- Directed by: Franco Piavoli
- Screenplay by: Franco Piavoli Neria Poli
- Produced by: Silvano Agosti
- Cinematography: Franco Piavoli
- Edited by: Giuliana Zamariola
- Release date: 1982;
- Language: Italian

= Blue Planet (1982 film) =

1982 documentary film

Blue Planet (Il pianeta azzurro) is a 1982 Italian documentary film directed by Franco Piavoli, in his directorial debut.

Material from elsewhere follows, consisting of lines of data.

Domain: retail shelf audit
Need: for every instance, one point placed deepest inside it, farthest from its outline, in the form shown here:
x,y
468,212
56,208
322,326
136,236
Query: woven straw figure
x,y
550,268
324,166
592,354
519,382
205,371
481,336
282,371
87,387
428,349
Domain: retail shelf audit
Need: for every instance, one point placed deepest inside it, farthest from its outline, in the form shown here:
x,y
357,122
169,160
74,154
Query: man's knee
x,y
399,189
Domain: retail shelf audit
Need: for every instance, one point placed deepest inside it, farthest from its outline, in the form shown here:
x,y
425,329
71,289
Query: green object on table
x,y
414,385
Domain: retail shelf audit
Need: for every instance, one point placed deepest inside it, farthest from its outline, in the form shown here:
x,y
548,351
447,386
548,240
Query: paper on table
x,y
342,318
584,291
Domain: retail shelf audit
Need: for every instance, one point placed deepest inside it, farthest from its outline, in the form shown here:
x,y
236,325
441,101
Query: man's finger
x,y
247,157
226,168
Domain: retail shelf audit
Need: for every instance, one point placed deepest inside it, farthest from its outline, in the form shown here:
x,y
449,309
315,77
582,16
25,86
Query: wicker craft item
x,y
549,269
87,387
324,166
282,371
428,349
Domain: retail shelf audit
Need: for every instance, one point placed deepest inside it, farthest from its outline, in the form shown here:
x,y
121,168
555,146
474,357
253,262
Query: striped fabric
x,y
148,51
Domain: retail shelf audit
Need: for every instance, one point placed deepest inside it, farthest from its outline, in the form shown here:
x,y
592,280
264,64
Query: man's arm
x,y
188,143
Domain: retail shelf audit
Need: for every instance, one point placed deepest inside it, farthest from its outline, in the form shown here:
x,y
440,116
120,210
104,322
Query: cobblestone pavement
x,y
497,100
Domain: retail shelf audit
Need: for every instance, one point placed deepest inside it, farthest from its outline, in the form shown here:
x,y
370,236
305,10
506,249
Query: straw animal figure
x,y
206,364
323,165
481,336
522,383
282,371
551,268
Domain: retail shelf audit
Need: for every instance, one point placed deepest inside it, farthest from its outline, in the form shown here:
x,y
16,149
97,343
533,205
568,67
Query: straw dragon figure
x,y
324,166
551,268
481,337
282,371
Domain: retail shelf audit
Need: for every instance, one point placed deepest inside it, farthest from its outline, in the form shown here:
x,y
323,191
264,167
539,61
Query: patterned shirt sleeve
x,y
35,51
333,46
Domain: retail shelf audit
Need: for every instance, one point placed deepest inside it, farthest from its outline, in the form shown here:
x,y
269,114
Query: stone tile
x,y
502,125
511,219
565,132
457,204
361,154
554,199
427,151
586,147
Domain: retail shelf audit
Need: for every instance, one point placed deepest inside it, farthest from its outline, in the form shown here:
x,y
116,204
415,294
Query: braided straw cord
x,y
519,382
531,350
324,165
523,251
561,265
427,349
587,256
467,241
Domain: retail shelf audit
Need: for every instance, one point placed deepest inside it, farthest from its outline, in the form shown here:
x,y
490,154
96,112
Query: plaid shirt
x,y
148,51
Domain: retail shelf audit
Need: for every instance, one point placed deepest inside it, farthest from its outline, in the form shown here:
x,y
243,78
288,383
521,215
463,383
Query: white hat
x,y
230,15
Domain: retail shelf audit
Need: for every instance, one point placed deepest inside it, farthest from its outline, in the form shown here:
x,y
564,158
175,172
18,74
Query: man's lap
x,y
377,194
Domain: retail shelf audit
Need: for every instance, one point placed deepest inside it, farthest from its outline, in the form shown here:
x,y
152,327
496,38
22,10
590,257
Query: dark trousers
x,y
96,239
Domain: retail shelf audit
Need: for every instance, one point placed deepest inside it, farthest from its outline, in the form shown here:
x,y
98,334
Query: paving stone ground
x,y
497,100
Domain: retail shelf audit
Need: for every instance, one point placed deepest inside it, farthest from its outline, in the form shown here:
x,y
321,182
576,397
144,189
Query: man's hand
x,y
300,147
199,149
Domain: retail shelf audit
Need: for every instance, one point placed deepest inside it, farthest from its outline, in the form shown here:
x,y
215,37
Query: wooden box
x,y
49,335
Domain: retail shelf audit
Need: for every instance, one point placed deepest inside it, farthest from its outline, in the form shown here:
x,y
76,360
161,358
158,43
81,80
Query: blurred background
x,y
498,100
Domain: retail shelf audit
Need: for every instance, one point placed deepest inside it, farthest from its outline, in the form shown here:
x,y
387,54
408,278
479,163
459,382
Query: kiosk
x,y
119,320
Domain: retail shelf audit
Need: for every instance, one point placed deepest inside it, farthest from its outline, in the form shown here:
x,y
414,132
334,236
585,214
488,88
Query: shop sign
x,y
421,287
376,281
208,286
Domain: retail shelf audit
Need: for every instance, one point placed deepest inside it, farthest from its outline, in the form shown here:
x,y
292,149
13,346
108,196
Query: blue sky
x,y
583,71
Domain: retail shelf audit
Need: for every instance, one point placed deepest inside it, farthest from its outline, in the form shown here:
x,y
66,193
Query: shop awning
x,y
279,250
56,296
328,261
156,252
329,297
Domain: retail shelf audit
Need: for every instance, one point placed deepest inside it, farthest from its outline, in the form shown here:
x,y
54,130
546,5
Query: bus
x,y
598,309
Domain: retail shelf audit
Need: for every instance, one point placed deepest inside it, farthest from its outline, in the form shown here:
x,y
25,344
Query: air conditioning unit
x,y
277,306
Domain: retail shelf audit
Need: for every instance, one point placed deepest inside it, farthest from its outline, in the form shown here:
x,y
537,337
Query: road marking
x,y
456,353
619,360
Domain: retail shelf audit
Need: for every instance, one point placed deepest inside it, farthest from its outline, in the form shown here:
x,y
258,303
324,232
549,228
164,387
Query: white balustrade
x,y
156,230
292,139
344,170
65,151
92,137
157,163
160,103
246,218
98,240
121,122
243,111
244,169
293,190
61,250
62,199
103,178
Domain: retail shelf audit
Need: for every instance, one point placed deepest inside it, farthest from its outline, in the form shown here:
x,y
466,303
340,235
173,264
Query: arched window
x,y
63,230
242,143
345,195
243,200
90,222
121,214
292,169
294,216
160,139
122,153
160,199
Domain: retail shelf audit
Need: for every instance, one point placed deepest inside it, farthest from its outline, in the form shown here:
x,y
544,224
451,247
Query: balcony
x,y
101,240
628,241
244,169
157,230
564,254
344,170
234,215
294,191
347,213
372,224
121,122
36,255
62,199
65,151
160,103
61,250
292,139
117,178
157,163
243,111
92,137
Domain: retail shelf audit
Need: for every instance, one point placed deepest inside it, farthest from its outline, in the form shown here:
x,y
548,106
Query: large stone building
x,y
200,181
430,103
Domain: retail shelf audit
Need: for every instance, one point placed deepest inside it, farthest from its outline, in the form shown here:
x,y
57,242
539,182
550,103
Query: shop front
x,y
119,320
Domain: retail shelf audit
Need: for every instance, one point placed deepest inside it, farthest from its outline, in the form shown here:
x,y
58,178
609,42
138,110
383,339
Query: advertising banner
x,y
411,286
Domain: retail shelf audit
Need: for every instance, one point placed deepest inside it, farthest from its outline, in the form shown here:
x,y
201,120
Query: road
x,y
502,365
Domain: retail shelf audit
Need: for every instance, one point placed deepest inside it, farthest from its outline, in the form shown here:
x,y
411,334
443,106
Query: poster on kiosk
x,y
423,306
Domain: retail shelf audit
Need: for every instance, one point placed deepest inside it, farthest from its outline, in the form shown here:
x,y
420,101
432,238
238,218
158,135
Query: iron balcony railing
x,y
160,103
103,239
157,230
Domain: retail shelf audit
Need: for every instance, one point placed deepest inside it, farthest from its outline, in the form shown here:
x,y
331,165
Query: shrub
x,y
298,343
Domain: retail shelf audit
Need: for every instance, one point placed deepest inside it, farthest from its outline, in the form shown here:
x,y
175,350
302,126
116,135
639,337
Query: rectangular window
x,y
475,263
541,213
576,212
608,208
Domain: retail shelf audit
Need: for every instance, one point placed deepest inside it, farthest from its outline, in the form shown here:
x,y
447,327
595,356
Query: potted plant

The film premiered at the 39th edition of the Venice Film Festival.

==Production==
Piavoli conceived the film in the early 1960s but was unable to secure financing until the late 1970s, when he began shooting with the support of his wife, Neria Poli, and funding provided by a film cooperative, 11 Marzo Cinematografica. The film was shot between Pozzolengo and its valley. Director's goal was "to explore aspects of nature and humankind that are not immediately evident to the naked eye".

==Release==
The film had its world premiere at the 39th Venice International Film Festival, in the main competition section, where it won the Banca Cattolica del Veneto prize and the AGIS-BNL award. It had its North-American premiere at the 1983 Mill Valley Film Festival.

==Reception==
Vadim Rizov from The Village Voice described the film as "a one-of-a-kind nature documentary [...] defiantly formalist, nearly avant-garde". Silvia Carlorosi wrote: "Piavoli clears the way to allowing words and objects speaking entirely for themselves as they are now outside of their conventional codification", "What is most important is that viewers abandon themselves to the multiplicity of the images and sounds and their dialogic meaning, which is, in essence, the poetic element that comprises Piavoli's filmmaking. The film plays intensely with polysemy, with the ambiguous richness of signs and meanings in order to give the spectators the chance to venture inside the characters and enrich them with the variables of their own existence. The distinctive poetry of this film depends on making full use of its complex cinematographic language so as to transmit a composite representation of reality".
Italian critic Tullio Kezich described the film as "a film of rare poetic quality, [...] that can leave a deep impression on the sympathetic viewer".

For this film Piavoli won the Nastro d'Argento for Best New Director.

On review aggregator website Rotten Tomatoes, the film holds an approval rating of 83% based on 6 reviews, with an average rating of 6.1/10.